1) Belgium and the Baltics (Estonia, Latvia, Lithuania) with powerful communities of other languages ​​that divide them from within. A condition that automatically prevents them from flying towards more ambitious industrial goals than realizing a decent solution of coexistence;

2) the Nordics (Denmark, Finland, Sweden, Norway, to which we add Iceland) who since the time of the Vikings have considered each other relatives and whose public services support each other in a dignified and effective way that almost resembles a condition of independence;

3) Poland, Hungary, Slovakia, Czech Republic, Slovenia, Croatia, Romania, Bulgaria, Malta, Cyprus, Ireland, Holland, Portugal, and, it goes without saying, Italy, where it will be difficult to detach public services from local politics that recognizes and finances them only as instruments of government;

4) France, Germany, Spain, which play their own game because they have strong private companies and public services that enjoy, if not formal independence, certainly strong margins of concrete autonomy thanks to the respect induced by the strategic objectives they pursue. The Spanish public service because it draws strength and market background not only from the Iberians, but also from the hundreds of millions of Hispanic-speaking people in Latin America and the United States. France because it has invested large public resources, both state and public service, in its audiovisual industry and must ensure its development prospects. Germany (integrated when necessary by Austrians and Swiss Germans) because it represents the European linguistic community richest in resources, public and private, so much so that it is a large one that however, in order to withstand the impact of the giants from across the Atlantic, must expand its “home” background to the entire continent (i.e. to that common European market of the media industry which the Regulation avowedly aims at).

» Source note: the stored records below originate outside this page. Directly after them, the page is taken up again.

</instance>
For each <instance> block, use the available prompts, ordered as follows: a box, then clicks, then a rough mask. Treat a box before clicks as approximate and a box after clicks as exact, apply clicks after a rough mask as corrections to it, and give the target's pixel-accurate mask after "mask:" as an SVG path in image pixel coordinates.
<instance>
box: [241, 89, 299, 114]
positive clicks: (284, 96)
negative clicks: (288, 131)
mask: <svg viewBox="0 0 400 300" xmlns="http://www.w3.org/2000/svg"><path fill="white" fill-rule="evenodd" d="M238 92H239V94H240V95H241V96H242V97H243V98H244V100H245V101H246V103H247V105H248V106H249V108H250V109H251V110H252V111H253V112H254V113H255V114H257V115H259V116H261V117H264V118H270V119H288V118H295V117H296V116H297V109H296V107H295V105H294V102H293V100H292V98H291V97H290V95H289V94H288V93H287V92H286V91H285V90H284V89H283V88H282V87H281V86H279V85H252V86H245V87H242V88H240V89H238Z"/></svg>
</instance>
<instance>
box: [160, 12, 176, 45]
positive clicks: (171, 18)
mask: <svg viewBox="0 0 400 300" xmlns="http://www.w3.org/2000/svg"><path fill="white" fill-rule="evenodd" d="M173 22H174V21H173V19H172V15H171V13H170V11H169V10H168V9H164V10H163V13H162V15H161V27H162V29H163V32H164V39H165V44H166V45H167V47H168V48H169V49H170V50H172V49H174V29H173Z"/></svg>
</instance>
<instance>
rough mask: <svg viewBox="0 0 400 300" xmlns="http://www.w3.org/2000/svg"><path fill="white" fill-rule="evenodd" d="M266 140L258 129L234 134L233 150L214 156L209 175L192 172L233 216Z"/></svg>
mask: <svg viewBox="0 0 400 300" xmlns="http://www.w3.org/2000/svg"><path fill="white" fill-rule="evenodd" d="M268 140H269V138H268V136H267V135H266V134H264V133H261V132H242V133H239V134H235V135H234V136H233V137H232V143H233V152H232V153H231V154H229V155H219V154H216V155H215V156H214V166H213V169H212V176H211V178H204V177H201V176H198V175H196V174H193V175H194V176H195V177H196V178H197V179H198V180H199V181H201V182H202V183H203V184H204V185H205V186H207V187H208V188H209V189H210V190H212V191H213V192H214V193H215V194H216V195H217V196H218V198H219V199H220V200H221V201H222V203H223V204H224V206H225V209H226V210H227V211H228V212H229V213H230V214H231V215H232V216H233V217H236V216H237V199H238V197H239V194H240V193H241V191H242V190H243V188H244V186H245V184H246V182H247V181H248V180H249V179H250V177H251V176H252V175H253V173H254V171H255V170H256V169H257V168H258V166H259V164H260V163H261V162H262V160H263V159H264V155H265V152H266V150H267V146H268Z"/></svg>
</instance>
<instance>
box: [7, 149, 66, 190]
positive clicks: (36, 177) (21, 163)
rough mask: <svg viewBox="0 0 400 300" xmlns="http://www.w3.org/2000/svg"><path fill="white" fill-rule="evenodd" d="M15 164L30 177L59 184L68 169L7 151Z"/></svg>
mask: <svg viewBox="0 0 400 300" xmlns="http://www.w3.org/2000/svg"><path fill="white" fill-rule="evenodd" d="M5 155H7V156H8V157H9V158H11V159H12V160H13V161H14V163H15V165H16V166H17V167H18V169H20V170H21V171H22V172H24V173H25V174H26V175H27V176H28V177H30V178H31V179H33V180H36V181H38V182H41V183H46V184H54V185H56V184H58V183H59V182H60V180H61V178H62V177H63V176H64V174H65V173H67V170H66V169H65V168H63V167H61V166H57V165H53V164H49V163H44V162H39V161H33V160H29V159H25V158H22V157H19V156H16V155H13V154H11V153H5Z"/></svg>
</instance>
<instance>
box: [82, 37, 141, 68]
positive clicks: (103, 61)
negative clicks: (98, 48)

It is clear that from now until the date (8 August 2025) when the Regulation prescribes that those companies transform from objects to subjects, we will not take our eyes off what will happen in those countries where the “Rai” have always been instruments of the kingdom and whose governments, we suspect, would never have wanted the European Regulation. But evidently they had no sayable words with which to oppose it. And it is on that absence of words that we count.